Based on https://aws.amazon.com/security/security-bulletins/AWS-2018-... - guessing Intel microcode updates
Some stuff won't run in the free tiers anymore and people will have to switch to bigger machines :/
Could we expect Intel to fix the design flaw^Wfeature so that future server appliance (but also desktop) can run without KPTI while still not being affected by Meltdown ? If so, what timeline could we expect ? Say a year for new CPU designs, plus a year to roll-out new machines in datacenter ?
I imagine they’ll try and rush this to get it out there as fast as possible (obviously a lot of people would like to buy CPUs they don’t have this issue for security/performance reasons) but it’s going to take a while. I think years is definitely the minimum.
Meltdown is easy enough (relatively) but Spectre is kind of a disaster. What do you do? Does the branch predictor have to start tagging every branch guess with some sort of process ID to prevent one process from messing with another’s predictions? Tag the cache lines instead so even though the data is in cache you can’t see it because YOUR process didn’t pull it in yet? What a mess.
Its worth pointing out that for their newest designs AMD (and Samsung Exynos) uses the full memory address for branch predictions; no doubt Intel's next design will be doing this.
You can patch various tiers of servers at your own leisure, depending on threat levels and exposure. Measure the impact, capacity plan, etc. Rather than it being forced on you across all tiers because cloud.
Granted, that's the bottom of the barrel (single disk, no IPKVM etc.), but $100 keeps you running for over a year.

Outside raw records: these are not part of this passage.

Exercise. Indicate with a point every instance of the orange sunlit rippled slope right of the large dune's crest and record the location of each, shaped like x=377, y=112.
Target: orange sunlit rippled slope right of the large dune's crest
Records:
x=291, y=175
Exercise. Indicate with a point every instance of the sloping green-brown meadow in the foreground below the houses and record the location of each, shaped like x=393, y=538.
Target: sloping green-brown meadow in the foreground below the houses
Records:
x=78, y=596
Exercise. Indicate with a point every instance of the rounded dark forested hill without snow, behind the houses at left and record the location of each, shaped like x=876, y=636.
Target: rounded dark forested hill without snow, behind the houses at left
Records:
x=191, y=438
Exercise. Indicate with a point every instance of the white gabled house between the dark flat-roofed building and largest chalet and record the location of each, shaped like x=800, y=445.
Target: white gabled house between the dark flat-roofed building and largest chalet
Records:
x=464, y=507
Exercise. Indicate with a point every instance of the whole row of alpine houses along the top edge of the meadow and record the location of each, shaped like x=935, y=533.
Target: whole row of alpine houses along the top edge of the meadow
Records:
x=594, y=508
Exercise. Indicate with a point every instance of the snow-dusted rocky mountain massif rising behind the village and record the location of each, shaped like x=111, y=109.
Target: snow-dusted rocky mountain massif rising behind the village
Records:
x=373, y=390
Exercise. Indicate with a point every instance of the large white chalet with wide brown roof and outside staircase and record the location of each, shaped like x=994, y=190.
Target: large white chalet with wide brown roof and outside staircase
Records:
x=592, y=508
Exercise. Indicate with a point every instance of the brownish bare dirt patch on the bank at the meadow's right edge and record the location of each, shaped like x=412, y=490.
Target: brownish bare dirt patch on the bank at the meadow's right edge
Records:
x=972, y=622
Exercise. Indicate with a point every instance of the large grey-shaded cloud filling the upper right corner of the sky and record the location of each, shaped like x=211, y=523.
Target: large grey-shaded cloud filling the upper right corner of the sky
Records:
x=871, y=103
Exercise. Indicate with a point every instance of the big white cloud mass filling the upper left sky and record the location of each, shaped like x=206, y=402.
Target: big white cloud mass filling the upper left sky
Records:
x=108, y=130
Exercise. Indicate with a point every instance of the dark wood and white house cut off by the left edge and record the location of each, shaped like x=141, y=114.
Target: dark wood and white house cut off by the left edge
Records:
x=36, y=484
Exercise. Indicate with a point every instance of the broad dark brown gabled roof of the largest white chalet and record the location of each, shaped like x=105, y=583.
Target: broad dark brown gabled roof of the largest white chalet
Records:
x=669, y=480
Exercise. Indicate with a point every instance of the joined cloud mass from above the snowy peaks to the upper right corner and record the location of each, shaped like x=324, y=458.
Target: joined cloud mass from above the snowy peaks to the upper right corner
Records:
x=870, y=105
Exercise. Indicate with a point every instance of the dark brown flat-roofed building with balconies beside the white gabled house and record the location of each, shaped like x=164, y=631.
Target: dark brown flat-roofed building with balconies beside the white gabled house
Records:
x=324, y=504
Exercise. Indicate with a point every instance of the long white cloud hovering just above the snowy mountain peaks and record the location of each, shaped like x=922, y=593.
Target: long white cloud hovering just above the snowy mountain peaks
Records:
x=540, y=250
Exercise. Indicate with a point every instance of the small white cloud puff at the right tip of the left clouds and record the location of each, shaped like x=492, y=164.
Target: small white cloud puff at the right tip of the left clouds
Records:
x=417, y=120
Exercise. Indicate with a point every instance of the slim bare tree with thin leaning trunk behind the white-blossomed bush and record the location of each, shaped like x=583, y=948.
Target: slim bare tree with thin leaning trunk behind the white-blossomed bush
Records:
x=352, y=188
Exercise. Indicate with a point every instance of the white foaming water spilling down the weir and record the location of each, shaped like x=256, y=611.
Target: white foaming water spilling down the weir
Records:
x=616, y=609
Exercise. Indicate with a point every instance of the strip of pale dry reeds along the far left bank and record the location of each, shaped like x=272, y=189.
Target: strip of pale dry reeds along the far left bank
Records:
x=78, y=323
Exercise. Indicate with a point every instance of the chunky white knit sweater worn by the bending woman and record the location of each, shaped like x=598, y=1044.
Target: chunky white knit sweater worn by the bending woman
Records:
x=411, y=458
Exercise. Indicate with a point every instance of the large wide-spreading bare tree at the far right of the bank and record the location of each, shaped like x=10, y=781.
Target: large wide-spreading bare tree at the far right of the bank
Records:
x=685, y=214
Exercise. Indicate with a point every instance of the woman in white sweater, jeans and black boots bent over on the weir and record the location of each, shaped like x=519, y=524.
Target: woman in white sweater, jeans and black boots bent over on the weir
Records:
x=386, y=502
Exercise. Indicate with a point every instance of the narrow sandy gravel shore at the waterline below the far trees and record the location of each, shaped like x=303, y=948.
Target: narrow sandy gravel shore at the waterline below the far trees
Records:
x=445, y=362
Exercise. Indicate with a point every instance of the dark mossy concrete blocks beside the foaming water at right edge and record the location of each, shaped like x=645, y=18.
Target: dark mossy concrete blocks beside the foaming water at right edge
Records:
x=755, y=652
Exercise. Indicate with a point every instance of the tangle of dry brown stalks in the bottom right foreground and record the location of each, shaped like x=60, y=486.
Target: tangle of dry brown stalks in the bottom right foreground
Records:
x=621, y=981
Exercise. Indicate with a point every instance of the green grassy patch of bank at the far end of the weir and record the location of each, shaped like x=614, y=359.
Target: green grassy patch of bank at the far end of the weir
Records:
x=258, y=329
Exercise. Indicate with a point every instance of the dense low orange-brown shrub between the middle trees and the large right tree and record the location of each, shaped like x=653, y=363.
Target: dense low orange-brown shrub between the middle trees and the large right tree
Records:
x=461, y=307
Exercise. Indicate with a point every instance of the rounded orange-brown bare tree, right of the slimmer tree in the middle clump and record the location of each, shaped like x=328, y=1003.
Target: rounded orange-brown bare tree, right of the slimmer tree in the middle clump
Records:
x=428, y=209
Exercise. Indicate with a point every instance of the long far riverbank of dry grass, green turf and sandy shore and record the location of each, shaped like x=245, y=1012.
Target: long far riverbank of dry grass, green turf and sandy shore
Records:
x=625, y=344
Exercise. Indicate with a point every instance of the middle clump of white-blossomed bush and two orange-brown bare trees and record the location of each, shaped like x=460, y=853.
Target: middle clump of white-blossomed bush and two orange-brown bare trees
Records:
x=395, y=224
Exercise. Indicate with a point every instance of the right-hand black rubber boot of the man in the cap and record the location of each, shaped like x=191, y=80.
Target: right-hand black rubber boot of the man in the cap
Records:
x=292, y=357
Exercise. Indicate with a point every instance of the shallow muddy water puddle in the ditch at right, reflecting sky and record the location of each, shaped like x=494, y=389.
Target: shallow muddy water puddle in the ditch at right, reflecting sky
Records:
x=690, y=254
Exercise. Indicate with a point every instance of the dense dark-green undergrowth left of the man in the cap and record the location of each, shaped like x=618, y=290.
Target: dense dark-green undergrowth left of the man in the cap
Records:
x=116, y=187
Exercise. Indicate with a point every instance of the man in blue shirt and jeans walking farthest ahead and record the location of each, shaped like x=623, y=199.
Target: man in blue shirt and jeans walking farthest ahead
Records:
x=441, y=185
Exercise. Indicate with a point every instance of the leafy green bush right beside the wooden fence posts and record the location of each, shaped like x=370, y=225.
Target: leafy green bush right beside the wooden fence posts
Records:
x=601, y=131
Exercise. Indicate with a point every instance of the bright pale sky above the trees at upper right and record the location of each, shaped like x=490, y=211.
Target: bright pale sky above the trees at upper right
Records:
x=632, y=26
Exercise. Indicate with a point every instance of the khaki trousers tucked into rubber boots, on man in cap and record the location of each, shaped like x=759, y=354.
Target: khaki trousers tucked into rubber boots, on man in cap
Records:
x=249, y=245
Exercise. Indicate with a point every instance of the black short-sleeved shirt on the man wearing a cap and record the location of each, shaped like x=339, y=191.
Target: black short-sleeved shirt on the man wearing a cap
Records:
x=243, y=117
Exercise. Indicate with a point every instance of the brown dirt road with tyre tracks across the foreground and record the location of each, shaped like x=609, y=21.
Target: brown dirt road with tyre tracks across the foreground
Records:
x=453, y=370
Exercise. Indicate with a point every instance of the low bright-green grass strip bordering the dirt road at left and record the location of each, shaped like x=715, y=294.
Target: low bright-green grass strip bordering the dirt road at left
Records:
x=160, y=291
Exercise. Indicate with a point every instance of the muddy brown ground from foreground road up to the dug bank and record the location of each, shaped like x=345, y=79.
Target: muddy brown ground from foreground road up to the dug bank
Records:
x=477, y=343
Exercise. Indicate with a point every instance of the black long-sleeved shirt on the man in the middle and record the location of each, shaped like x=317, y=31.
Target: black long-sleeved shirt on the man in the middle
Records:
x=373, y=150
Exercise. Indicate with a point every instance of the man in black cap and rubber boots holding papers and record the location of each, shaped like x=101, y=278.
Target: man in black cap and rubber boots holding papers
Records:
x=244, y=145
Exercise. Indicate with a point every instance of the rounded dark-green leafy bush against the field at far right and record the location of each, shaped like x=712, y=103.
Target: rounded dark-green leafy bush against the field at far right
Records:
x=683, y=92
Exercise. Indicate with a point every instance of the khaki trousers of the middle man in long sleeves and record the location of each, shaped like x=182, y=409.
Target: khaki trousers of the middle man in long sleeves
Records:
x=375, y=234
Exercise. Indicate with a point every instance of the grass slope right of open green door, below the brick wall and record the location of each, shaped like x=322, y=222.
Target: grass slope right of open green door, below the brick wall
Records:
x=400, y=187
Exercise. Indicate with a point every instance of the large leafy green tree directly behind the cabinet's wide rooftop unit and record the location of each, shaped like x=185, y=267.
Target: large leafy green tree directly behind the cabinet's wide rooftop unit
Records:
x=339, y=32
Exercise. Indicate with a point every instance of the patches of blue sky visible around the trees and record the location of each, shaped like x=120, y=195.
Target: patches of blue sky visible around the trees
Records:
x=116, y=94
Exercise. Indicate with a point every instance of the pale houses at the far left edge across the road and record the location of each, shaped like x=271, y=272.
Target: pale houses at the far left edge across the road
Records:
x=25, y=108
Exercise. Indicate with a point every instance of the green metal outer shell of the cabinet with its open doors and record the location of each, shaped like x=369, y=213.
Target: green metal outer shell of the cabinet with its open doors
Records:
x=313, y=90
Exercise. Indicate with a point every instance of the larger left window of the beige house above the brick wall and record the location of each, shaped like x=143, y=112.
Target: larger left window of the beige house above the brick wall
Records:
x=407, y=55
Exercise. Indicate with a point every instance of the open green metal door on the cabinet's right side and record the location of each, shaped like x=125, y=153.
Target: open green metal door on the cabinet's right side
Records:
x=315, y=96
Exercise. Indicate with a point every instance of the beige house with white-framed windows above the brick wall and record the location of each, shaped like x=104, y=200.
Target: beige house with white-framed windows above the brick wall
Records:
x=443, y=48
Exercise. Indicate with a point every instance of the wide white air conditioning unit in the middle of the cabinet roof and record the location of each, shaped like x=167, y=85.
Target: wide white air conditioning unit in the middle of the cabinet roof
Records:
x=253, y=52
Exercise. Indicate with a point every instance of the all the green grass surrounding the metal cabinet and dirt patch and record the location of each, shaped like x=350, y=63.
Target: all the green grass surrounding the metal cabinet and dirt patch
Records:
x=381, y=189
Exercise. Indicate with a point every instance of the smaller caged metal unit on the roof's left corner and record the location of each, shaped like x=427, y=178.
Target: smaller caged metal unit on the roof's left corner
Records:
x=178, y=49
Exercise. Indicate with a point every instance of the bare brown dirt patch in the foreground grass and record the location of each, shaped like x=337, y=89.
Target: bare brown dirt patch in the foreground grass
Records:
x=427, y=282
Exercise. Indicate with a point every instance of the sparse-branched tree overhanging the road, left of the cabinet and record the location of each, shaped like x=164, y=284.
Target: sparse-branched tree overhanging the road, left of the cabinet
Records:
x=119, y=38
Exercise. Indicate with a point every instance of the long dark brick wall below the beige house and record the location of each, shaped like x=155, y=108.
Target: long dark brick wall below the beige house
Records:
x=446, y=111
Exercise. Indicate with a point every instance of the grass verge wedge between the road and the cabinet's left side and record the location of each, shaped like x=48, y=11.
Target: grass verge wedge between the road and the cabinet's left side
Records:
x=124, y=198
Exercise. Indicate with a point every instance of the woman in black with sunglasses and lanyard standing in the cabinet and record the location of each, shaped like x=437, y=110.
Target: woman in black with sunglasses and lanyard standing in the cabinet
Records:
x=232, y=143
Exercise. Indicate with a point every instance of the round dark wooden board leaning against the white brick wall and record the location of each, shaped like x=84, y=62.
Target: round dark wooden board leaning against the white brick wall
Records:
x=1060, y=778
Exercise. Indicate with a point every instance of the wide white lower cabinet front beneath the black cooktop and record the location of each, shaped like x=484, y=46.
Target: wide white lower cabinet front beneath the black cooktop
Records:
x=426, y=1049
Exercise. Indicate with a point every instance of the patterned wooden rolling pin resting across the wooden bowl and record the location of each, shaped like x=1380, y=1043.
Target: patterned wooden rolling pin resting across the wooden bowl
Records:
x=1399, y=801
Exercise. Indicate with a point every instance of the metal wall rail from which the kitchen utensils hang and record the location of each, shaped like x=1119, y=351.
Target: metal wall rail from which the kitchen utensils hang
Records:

Better servers are easily available as well, usually a couple of times cheaper than AWS.
Is this a US thing? Based on HN only, I'd never know there's anything between the public cloud and racks of own hardware that you have to wire up and maintain.
I have a bunch of quad core 32 GB machines with dual 480GB SSDs for less than $100/month each (and that's a rather expensive provider with great support, you'll cut the price almost in half with e.g. SoYouStart).
Yes, AWS is convenient, but it's far from the only thing in the world.
Tech stuff isn't hard. The biggest problem is the lack of capacity planning and project communication in tech today. Nimble startup is a euphemism for pure anarchy and chaos. No one wants to plan anything any more.
You're not the first I see saying that, here and on other sites, and this is absolutely wrong.
Shared environments like clouds were singled out because not only were they impacted the worst security wise, they were also going to suffer the most from the fixes.
But even if you only have a regular normal happy server or computer for you alone, remote code execution vulnerabilities aren't unheard of; one your application (be it your own, or a specific one you use, or one of the bazillion stuff running on your system as part of the OS) gets broken and you're a free target. Or anything with a proper scripting surface.
If you're system isn't protected, and any of the application you run has a major security hole, everything will be at risk.